Learning happens slowly. If memory serves me right, this was the topic of my last article. We’re in such a damn rush all the time.

But I want to suggest that all this learning, when not accompanied with the needed time to internalize the lessons, without the time to fail and really make the lessons our own, confuses more than enlightens us. And then we’ve got more stuff rattling around in our heads, more knowledge with which to second guess ourselves as we do our work and make our art.

In every aspect of your creative life, I want to encourage you to slow down, to go deeper.

I’ve talked at length about the value of creative constraints. Bringing less gear into the field when you shoot is one way to do that. But so is learning at a slower pace, because it forces you to really stretch and become creative with the knowledge you have now rather than rushing ahead to some new solution that will force you to buy new gear, wrap your head around new principles until you understand them just enough to deal with the problem you’re trying to solve and then it’s off again to some new thing.

I’m not saying don’t learn or don’t be curious; I’m just saying it’s OK to pace yourself and slow your roll. I’m saying you will be less frustrated and more fulfilled in your creative work if you go deeper and slower and really master the fundamentals before you move on to something new.  

This craft has a lot of moving parts and you’ve got to learn to walk before you can run. It takes patience and a willingness to ignore some of the more insistent voices out there telling you that you need to learn it all now, buy it all now, shoot everything, post it quickly, and move on. I want to be a voice that reminds you there’s a better way. A more sustainable, less frustrating, and more human way to do this.

You’ll get there. We’re all getting there. Just as long as we get out of our own way long enough to get by.

For the Love of the Photograph,
David.

A Long PS – Ten years ago, I wrote the book that changed my life. For those of you who have been along for the ride, this probably seems like only yesterday. Ten years!  Within The Frame changed things for a lot of people, and I’m pleased to say that after a brief and painful few months when I learned my previous publisher was getting out of photography and had taken it out of print, it has now found a home with a new publisher, and is back in print in a beautiful hardcover that matches The Soul of the Camera.

The Tenth Anniversary Edition of Within The Frame is out now.
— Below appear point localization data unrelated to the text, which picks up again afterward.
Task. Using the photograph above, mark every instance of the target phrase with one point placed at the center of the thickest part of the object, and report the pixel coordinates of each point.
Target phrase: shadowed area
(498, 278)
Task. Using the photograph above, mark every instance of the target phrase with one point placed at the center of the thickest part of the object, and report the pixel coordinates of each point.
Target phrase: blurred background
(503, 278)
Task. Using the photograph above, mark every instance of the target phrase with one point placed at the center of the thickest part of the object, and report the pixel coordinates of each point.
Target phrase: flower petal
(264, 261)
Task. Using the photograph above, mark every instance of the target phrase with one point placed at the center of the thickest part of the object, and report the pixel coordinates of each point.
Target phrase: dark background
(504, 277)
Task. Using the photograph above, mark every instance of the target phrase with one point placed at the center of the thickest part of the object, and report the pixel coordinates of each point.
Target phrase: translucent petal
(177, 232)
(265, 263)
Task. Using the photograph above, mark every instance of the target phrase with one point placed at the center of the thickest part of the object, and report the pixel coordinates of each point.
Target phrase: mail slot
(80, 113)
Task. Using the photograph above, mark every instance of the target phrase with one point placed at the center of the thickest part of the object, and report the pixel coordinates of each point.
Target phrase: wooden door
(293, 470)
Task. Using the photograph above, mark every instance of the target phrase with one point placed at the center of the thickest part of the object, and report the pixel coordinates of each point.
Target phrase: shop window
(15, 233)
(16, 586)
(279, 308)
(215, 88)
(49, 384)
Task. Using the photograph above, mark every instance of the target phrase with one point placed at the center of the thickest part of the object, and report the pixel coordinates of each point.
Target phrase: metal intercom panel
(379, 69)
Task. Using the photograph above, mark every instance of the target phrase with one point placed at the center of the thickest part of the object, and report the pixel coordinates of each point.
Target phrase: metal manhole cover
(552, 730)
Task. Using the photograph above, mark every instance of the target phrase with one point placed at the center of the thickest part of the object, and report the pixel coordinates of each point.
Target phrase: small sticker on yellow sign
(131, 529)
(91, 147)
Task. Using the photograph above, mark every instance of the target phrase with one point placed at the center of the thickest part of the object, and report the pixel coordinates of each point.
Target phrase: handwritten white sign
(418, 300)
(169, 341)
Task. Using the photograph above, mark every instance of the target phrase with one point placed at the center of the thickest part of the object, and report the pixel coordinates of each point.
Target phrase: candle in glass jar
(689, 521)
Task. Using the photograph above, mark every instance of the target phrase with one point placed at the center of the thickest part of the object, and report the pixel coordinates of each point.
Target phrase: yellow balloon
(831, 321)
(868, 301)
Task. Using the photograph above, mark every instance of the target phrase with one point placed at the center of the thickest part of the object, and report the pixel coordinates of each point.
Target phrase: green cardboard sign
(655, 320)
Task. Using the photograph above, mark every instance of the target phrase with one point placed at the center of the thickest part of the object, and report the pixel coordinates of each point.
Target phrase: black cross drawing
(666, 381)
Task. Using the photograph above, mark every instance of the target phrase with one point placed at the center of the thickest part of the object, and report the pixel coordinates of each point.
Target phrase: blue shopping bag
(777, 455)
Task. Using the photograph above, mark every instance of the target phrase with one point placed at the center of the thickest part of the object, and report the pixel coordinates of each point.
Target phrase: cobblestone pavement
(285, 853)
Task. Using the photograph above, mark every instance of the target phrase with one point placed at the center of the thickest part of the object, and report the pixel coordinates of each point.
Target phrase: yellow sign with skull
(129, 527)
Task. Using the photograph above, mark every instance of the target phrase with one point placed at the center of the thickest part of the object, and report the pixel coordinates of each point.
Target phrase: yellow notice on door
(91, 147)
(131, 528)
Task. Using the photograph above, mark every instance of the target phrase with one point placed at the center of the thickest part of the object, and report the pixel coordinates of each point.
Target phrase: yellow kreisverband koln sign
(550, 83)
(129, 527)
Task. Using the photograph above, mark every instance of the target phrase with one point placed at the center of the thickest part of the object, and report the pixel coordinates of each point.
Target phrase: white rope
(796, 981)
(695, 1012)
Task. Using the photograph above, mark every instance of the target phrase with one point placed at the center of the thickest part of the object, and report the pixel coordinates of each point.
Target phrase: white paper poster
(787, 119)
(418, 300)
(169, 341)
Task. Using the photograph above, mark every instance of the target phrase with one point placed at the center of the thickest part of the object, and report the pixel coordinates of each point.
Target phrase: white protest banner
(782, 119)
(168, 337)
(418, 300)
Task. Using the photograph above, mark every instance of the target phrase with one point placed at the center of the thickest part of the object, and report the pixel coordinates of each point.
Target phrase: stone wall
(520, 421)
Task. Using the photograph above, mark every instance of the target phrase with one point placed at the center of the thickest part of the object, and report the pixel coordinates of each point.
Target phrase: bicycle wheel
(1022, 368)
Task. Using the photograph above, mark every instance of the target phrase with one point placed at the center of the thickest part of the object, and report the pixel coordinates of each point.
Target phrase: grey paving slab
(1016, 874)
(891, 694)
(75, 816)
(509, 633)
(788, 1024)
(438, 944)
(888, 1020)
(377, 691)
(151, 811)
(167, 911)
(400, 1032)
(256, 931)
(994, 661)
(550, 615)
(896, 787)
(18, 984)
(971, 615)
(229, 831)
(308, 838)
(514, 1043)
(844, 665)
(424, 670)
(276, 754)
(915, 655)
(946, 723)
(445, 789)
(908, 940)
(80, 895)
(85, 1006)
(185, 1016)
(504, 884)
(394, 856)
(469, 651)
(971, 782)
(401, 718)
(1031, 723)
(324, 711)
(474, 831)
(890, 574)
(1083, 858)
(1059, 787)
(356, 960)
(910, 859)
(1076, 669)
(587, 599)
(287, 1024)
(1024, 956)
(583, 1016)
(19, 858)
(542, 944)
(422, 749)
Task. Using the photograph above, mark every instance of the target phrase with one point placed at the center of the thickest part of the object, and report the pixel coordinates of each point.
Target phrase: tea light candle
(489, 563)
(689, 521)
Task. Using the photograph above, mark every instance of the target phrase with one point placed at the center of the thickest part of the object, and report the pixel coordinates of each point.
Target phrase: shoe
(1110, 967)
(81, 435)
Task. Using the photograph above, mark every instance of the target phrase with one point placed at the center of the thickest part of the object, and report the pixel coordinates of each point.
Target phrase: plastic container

So if you were thinking about replacing your dog-eared edition that’s falling apart, or maybe giving a copy to your daughter who just picked up your old camera with that spark in her eye, or you never read this one, now’s as good a time as any (no, wait, a better time than any!) to take a look.

And if you did read it, and if you have anything at all to say about it, I’d be honoured if you’d help me out and leave an honest review on Amazon. With the new edition, the book has lost its 5-star rating (it lost all the ratings) and the reviews that were so helpful in guiding the decisions of would-be readers. You can get your own copy from Amazon here for less than $25.

Comments

  1. David I did read your book a while ago, perhaps it is time to reread it and rekindle the flame. I am glad that I found your website, since reading this book I have often wondered what you have been upto. I look forward to taking this photographic journey with you.

  2. Hi David,
    This post came just at the right time for me! It’s difficult to see when we are in our own way, and that’s usually when I am in my own way. I’ve recently started a few conversations in person with a few people about photography, who just began in this photographic journey, or are curiously interested in photography. But by having conversations with these few people, showing and sharing, my photographic work, and giving a framed print to a close friend, which is now hanging on the wall where he woks, and gets positive interest. For me, these have been an amazing opportunity to get out of my own way, to open up and share in person with people, about a month ago I joined instagram, and surprisingly for me has felt good to share my photographic work, with anyone in the world. Sharing my photography with others has not came ease for me or seem natural for me, but these few small steps have really been beneficial for me and I feel that I’m starting to get out of my way, and letting my photographic work, and my own life become part of other peoples lives. Create – share – repeat, is beautiful and has the potential to make a huge lasting positive impact in the lives of many. It’s truly amazing that when we ( myself ) open our lives and let people in, that we ( myself ) get out of our own way and create truly beautiful friendships and relationships that they take root and flourish, enriching eachothers lives that we become fuller as artists and craftsmen and even masters of our craft in the eyes of others and not masters in our own eyes. David, your photographs and writing – your art – are part of my life and journey, thank you. If you have a moment to sit down with a cup of tea ( or your favorite beverage ) and have a look through my carefully cureated collection of my photographs – my art – perhaps we may both become part of each others lives. Thank you David.

    1. Author

      HI Aaron – thanks for the encouragement. Always nice to know my words are landing in good places and accomplishing something. I’ll take a look at your work later today when I have a moment. Cheers!